Tim paused for a minute and stood, reflecting on his experiences and how they helped shape the “new man” he’d become.

“Before God touched my heart, gentlemen, I never stopped to consider the awesome and simple majesty of His creation,” Tim admitted, arms folded behind his back as he slowly paced between the concrete boundaries of the porch as he spoke. “He gave us a beautiful home and everything we need to prosper. What does the Scripture say?”

“Every good and perfect gift is from above, and comes from the Father of lights, with whom there is no variation or shadow of turning,” Kenny quoted.

“I’m not at all surprised you chose that passage, brother,” Austin said, as he stopped walking and touched Kenny on the shoulder. “The truth found in St. James’ words now guide my life, leading me toward the grace and mercy of the Savior.

“In that incredibly brief period of time Gabriel held me there against that wall, the Lord infused my mind and soul with the reality of His existence and His ever presence in the world. Literally in an instant He changed forever the way in which I think, view myself, and all of creation. It was like being plugged into a divine super computer and receiving a massive download. To tell you brothers the truth, I’m still trying to sort all of it out, but His purpose for my life was forever burned into my heart and spirit that day. That’s why I’m here.”

“I can directly relate to what you experienced, Tim. To say what happened to you was a life changing event doesn’t begin to do it justice. I know how a direct link, however brief, to the Absolute Power can forever change a man, humble him, and force him to admit the error of his ways.” As Peter said this he recalled his own vision in the library. His awakening seemed now to have happened a lifetime ago, yet less than a year had passed since God first touched him.

“When Gabriel released me, he was no longer a homeless drunk, but rather a glorified angel. His brightness was so intense, so purely white, it was blinding. I looked around and saw other people walking by not ten feet away. They were oblivious to us, as if Gabriel and I did not exist. I realized that no one else had shared my experience.

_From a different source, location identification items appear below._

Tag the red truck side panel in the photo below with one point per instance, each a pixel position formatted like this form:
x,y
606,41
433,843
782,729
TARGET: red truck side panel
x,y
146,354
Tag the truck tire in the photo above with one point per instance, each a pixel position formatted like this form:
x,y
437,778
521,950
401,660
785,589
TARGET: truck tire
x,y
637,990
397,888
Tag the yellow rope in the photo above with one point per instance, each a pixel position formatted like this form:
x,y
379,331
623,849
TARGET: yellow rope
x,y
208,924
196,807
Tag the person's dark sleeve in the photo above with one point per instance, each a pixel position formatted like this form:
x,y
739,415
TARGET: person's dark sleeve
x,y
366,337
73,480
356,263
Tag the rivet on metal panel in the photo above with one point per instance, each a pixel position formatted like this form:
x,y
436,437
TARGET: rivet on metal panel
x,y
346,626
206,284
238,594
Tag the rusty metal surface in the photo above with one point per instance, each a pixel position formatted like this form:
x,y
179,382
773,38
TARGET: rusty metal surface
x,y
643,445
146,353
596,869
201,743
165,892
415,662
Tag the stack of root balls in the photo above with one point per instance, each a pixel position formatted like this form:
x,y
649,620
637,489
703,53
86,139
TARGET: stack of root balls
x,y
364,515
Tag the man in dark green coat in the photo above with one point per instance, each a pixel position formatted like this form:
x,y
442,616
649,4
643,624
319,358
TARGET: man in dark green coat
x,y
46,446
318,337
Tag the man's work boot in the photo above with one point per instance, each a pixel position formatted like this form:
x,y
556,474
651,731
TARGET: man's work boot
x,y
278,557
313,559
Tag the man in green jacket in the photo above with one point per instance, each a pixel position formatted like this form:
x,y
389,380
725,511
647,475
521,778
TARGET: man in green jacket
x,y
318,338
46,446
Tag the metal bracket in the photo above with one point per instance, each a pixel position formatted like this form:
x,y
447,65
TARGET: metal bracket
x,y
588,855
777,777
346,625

“Before Gabriel disappeared, he showed me this prison, this circle, and he told me about you, Panos. ‘The Lord’s Messenger,’ he called you. Again it took me days, weeks really, to organize all of this in my mind. You should see it, gentlemen. I have notebooks filled with Scriptures, ideas, comments.”

“Sounds like at first you were confused,” Larry observed.

“Again, yes and no. Gabriel ‘flashed out,’ disappeared into a dense cloud of bright points of light. I found myself standing there alone on that New York sidewalk a totally different man than I had been just moments before. After Gabriel left the vomit was gone too, I was completely clean. People could see me again. I was back in the world.

“But I knew, more certainly than I had ever known anything in my life, that God exists, that my vision was real, and that I must discern and follow His call. The details were incomplete, but my transformation was absolute.”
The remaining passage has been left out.